To evaluate whether any clinical, treatment, or dosimetric parameters correlated with the development of a prostate-specific antigen (PSA) spike after permanent prostate brachytherapy.


The evaluated population consisted of 218 hormone-naive patients free of biochemical or clinical failure who underwent permanent prostate brachytherapy with or without supplemental external beam radiotherapy for clinical Stage T1b-T3a adenocarcinoma of the prostate gland (1997 AJCC) between August 1995 and November 1999. No patient underwent pre- or postimplant hormonal manipulation, pretreatment seminal vesicle biopsy, or pathologic lymph node staging. In addition, none of the 218 patients possessed equivocal biochemical results (one or two consecutive PSA rises or a declining PSA >1.0 ng/mL). The median patient follow-up was 46.2 months. A PSA spike was defined as a rise of >or=0.2 ng/mL, followed by a durable decline. The clinical parameters evaluated included patient age, clinical T stage, Gleason score, pretreatment PSA level, prostate volume, brachytherapy planning volume, and patient follow-up in months. The evaluated treatment parameters included isotope and use of supplemental external beam radiotherapy. The dosimetric parameters evaluated included the minimal dose received by 90% of the prostate gland (D(90)), the percentage of the prostate volume receiving 100% (V(100)), 150%, and 200% (V(200)) of the prescribed minimal peripheral dose, and the mean, median, maximal, and minimal urethral doses.

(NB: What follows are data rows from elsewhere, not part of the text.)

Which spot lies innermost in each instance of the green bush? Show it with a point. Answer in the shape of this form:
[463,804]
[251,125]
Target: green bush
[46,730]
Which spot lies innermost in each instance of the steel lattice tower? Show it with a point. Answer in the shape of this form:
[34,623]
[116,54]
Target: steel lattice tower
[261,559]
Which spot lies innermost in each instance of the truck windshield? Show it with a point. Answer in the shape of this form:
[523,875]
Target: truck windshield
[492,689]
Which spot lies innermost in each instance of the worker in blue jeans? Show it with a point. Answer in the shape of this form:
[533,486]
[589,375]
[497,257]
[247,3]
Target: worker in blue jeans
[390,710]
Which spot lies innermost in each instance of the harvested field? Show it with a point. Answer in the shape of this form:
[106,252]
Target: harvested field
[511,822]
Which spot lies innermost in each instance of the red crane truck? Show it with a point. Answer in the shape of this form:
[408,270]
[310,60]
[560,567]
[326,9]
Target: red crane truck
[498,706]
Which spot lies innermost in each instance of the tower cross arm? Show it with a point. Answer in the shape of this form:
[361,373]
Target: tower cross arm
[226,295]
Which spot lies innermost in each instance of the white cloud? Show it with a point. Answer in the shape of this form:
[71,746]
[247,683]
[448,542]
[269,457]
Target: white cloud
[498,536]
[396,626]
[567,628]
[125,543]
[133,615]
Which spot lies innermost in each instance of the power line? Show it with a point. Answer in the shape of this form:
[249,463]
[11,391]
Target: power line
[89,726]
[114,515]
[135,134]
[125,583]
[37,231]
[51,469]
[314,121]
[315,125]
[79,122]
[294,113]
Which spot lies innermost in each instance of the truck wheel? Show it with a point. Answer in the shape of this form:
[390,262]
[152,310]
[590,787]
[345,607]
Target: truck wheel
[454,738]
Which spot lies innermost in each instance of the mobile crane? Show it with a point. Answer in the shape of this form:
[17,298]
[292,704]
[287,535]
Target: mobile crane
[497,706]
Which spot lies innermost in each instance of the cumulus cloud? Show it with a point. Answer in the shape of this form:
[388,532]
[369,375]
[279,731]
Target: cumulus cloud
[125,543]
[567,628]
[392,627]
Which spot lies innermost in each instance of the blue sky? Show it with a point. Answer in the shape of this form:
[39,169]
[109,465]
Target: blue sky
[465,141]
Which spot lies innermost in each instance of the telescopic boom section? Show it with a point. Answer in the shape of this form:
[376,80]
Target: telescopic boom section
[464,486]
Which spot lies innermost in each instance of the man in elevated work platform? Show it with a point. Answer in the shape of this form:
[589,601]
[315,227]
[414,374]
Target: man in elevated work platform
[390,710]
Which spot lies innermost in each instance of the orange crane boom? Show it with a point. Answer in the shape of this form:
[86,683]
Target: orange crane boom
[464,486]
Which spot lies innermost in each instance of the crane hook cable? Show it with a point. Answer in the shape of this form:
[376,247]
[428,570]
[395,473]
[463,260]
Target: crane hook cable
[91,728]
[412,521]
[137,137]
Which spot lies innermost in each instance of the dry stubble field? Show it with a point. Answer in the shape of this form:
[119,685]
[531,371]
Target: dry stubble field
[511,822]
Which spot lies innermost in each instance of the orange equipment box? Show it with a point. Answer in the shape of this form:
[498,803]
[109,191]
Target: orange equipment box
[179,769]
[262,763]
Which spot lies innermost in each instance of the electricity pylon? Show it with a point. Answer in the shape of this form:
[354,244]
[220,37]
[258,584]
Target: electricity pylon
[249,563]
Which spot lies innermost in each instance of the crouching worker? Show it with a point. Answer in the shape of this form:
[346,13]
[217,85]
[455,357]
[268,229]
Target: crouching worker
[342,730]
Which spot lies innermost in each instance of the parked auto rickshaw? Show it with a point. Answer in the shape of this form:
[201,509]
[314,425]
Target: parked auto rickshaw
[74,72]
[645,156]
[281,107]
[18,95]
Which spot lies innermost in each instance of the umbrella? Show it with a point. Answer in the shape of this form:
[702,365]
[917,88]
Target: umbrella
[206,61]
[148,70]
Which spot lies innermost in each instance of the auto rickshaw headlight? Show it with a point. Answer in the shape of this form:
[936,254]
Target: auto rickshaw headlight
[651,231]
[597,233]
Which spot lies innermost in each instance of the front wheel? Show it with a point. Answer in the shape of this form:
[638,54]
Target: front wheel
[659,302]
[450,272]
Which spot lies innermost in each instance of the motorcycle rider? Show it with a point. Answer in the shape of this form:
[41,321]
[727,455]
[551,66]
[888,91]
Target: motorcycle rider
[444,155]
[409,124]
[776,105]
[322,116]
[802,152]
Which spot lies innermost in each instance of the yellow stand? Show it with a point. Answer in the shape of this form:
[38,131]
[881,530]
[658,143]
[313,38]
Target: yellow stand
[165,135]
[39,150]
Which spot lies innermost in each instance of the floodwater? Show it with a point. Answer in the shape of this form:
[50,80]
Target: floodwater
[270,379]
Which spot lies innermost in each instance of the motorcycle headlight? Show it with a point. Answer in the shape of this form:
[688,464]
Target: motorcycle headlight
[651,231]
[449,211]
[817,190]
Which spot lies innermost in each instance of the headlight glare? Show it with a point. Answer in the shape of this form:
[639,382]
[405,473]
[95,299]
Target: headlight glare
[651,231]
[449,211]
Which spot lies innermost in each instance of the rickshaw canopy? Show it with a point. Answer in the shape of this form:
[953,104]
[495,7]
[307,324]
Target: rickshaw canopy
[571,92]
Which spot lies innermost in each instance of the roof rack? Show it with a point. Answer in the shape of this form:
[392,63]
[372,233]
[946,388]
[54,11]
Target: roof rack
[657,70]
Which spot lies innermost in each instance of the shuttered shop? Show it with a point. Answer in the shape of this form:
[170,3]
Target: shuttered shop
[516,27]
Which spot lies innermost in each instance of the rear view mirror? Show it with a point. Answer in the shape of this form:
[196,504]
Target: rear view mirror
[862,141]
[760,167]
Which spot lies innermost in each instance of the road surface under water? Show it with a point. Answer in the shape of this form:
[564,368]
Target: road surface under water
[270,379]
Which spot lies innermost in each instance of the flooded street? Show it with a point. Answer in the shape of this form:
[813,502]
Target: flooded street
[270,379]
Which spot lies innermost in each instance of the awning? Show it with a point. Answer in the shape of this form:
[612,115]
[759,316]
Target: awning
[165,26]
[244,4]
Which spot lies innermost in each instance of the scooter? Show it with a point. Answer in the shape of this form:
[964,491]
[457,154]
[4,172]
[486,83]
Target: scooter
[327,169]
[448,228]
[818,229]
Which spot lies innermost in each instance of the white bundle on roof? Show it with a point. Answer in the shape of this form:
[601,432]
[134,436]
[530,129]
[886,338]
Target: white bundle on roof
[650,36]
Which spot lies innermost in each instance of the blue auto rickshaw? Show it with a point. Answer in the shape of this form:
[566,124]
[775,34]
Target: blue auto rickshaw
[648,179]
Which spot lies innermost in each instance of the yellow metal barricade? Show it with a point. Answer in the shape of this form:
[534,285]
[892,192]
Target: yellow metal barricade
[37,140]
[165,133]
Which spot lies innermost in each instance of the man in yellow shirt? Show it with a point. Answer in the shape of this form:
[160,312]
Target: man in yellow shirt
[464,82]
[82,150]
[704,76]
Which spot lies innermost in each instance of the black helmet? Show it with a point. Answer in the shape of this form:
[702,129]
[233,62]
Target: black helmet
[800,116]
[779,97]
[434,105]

Biochemical disease-free survival was defined by the American Society for Therapeutic Radiology and Oncology consensus definition with the additional constraint that the most recent PSA level was <or=1.0 ng/mL.


Fifty-two patients (23.9%) developed a PSA spike at a mean and median of 19.5 +/- 9.4 months and 16.3 months (range 6.5-59.9), respectively. The median serum PSA before the PSA spike was 0.50 ng/mL, and the median PSA at the time of the spike was 0.90 ng/mL (range 0.3-3.0). On average, patients experiencing a PSA spike were 3.4 years younger (63.9 vs. 67.3 years, p = 0.002) than patients not experiencing a spike and were more likely to have been implanted with 125I than with 103Pd (32.7% vs. 16.7%, p = 0.006). In addition, the mean first postimplant PSA level was significantly higher in the spike than in the nonspike patients (1.2 vs. 0.7 ng/mL, p <0.001). By 66 months, the mean and median serum PSA levels for the spike and nonspike patients were all <or=0.1 ng/mL. Stratified into three nadir PSA groups, patients with a nadir PSA <or=0.2 ng/mL were significantly less likely to develop a PSA spike than those patients with a PSA nadir >0.2 to <or=0.5 ng/mL or >0.5 to 1.0 ng/mL (20%, 50%, and 80%, respectively, p <0.001). In Cox multivariate regression analysis, patient age, clinical stage, first postimplant PSA level, and V(150) were predictive for the development of a PSA spike. A postimplant dosimetric threshold of either <115% of the minimal peripheral dose for D(90) or <55% of the prostate volume for V(150) was strongly predictive of a spike. When the variables only determinable after the occurrence of the PSA spike were included in the multivariate analysis, V(150), preimplant PSA level, and nadir PSA were the significant predictors.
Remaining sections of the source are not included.